Chinese zombie ships

Intense competition in the global fishing industry has produced some ruthless efficiencies, such as the Chinese zombie ships. Disintegrating, abandoned pirate vessels off the coast of West Africa are being repurposed into clandestine fishing vessels; patched up just enough to remain more or less afloat, the ships never see a port, with crews, supplies and catches being transferred at sea. The economic desperation of those who work on them means that workers often remain onboard for years, and don't kick up a fuss over things such as safety standards, translating into further efficiencies.
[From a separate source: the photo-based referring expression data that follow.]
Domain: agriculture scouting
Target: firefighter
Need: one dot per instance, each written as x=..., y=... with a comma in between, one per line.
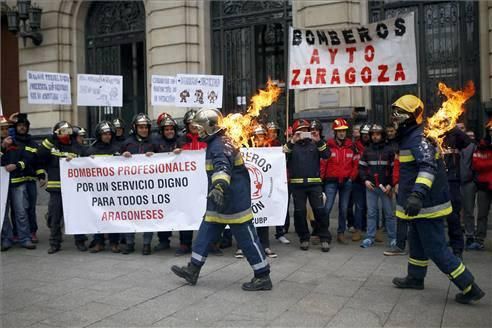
x=454, y=143
x=304, y=152
x=338, y=172
x=119, y=127
x=58, y=146
x=228, y=203
x=423, y=199
x=102, y=147
x=166, y=141
x=376, y=170
x=139, y=142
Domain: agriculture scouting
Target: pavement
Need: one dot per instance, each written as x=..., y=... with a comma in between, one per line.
x=347, y=287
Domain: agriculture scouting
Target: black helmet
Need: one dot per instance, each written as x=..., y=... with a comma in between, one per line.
x=189, y=115
x=118, y=123
x=104, y=127
x=315, y=124
x=376, y=128
x=63, y=128
x=78, y=131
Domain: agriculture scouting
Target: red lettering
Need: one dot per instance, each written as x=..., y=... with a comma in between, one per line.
x=366, y=74
x=295, y=75
x=333, y=53
x=320, y=76
x=400, y=73
x=369, y=53
x=350, y=75
x=314, y=57
x=351, y=51
x=335, y=77
x=308, y=77
x=383, y=69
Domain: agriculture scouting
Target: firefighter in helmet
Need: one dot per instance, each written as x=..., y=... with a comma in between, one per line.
x=228, y=203
x=424, y=200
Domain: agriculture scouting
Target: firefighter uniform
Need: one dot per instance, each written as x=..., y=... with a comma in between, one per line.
x=50, y=152
x=424, y=199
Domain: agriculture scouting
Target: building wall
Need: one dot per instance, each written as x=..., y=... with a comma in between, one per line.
x=330, y=14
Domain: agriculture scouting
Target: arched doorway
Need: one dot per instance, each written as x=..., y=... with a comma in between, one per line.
x=115, y=45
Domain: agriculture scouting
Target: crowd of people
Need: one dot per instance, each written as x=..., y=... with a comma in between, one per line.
x=363, y=170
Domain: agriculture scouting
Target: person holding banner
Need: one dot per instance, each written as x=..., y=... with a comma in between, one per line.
x=104, y=146
x=165, y=142
x=304, y=152
x=138, y=143
x=60, y=145
x=229, y=203
x=119, y=126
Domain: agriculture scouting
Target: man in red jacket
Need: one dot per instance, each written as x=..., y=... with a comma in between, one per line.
x=482, y=165
x=338, y=173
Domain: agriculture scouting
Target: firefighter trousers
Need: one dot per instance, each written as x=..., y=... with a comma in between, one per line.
x=426, y=239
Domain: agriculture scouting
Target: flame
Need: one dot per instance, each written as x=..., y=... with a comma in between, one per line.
x=446, y=117
x=240, y=127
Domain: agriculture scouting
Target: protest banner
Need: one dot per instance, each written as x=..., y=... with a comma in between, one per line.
x=163, y=90
x=48, y=88
x=268, y=173
x=4, y=189
x=163, y=192
x=99, y=90
x=382, y=53
x=199, y=90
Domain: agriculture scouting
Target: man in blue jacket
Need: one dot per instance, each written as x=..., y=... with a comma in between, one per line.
x=228, y=203
x=424, y=200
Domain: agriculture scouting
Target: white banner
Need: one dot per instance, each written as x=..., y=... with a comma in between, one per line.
x=382, y=53
x=48, y=88
x=4, y=189
x=268, y=173
x=199, y=90
x=99, y=90
x=163, y=192
x=164, y=90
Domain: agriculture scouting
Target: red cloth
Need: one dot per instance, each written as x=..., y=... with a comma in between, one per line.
x=343, y=162
x=482, y=165
x=193, y=142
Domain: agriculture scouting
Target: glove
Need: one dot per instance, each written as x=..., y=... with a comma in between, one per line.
x=216, y=195
x=414, y=204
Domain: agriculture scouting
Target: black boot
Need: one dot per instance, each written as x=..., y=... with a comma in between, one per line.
x=473, y=295
x=409, y=282
x=128, y=248
x=146, y=249
x=190, y=273
x=81, y=246
x=263, y=283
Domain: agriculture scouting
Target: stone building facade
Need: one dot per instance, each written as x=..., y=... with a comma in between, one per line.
x=189, y=36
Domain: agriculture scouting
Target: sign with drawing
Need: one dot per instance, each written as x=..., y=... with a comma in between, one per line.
x=199, y=90
x=99, y=90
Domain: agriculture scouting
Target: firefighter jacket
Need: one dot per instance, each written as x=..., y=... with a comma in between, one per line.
x=422, y=171
x=50, y=152
x=101, y=149
x=191, y=141
x=23, y=153
x=342, y=163
x=454, y=142
x=224, y=164
x=376, y=164
x=303, y=161
x=136, y=145
x=164, y=145
x=482, y=165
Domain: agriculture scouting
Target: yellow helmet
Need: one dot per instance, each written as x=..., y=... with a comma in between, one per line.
x=412, y=106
This is what streamlining looks like in the grim meathook present:
Here's the thing - these ships seldom, or ever, visit a port. They're re-supplied, refuelled, re-crewed and transhipped (unloaded) at sea. The owners and crews don't seem to do any basic maintenance, apart from keeping the engine and winches running. There's no glass in the portholes, and the masts are a mess of useless wiring. These floating deathtraps don't carry any proper safety gear - on one boat, I saw the half-barrel case of an inflatable liferaft being used to store a net.
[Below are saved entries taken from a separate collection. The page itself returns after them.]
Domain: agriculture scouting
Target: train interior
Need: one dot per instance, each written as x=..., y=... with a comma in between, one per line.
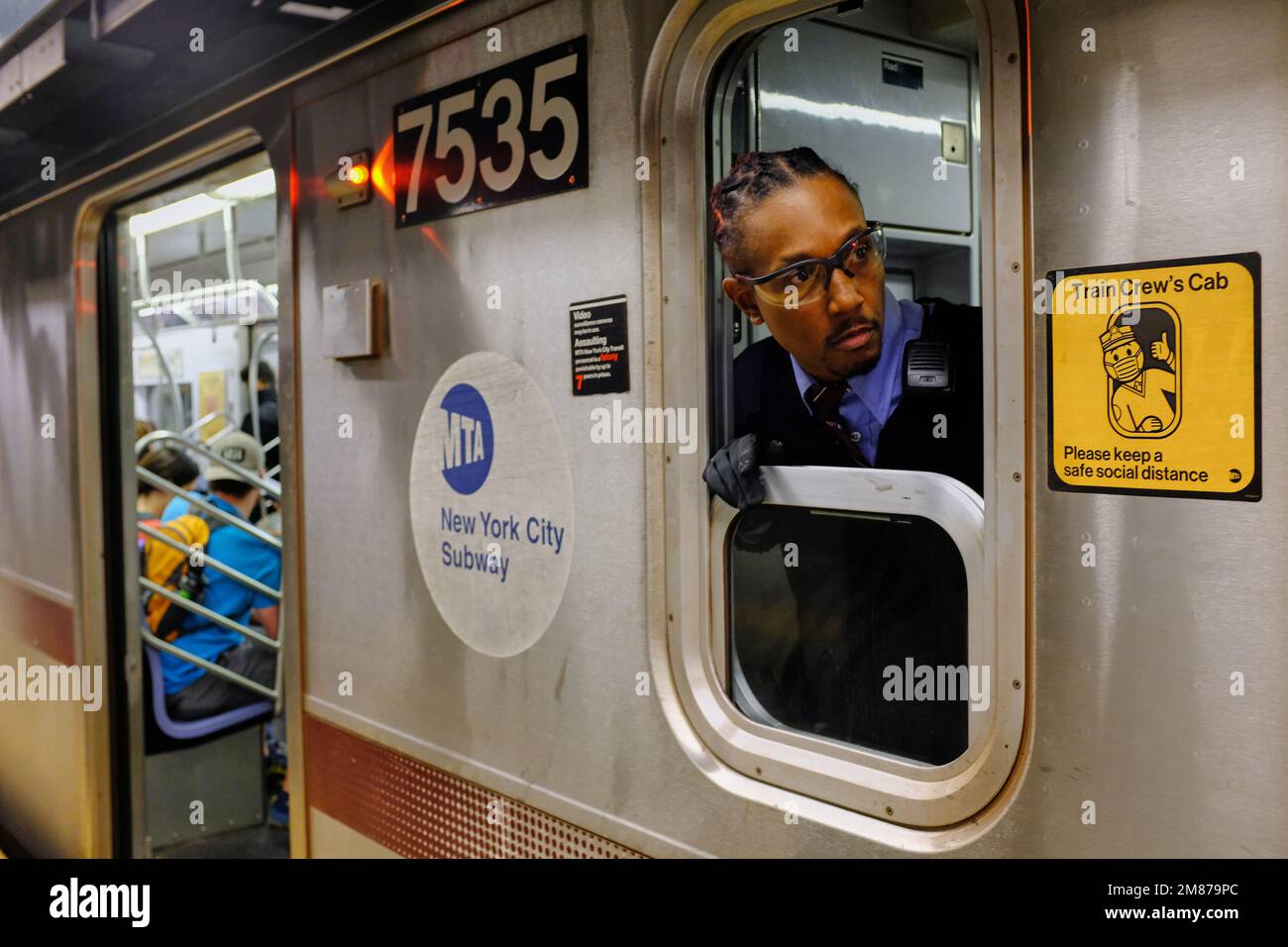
x=194, y=292
x=888, y=91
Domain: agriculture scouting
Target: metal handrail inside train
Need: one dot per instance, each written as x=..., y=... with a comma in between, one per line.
x=172, y=388
x=253, y=375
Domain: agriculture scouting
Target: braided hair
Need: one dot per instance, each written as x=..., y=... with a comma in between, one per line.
x=755, y=176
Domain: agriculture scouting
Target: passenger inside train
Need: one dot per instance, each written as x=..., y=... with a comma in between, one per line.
x=170, y=464
x=198, y=303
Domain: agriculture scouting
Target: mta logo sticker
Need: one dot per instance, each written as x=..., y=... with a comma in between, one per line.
x=468, y=446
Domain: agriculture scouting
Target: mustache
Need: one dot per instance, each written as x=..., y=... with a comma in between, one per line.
x=849, y=326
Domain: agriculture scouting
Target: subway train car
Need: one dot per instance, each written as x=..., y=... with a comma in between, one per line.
x=464, y=249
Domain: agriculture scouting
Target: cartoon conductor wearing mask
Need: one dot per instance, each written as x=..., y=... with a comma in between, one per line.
x=1137, y=402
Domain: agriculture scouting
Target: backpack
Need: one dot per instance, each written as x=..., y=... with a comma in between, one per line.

Back on the Esperanza, we try to put together what we'd witnessed. When asked what it was like 'out there', we answer 'grim'. I wondered how the fishing company could convince these men to spend time living on such dangerous ships, half around the world from their loved ones. Do their families know where they were? These trawlers might be engaged in illegal fishing activities, stealing fish from the countries of West Africa, but it seems that the fishermen themselves are just pawns of some brutal corporate policy, where human life is cheap, and profits take priority.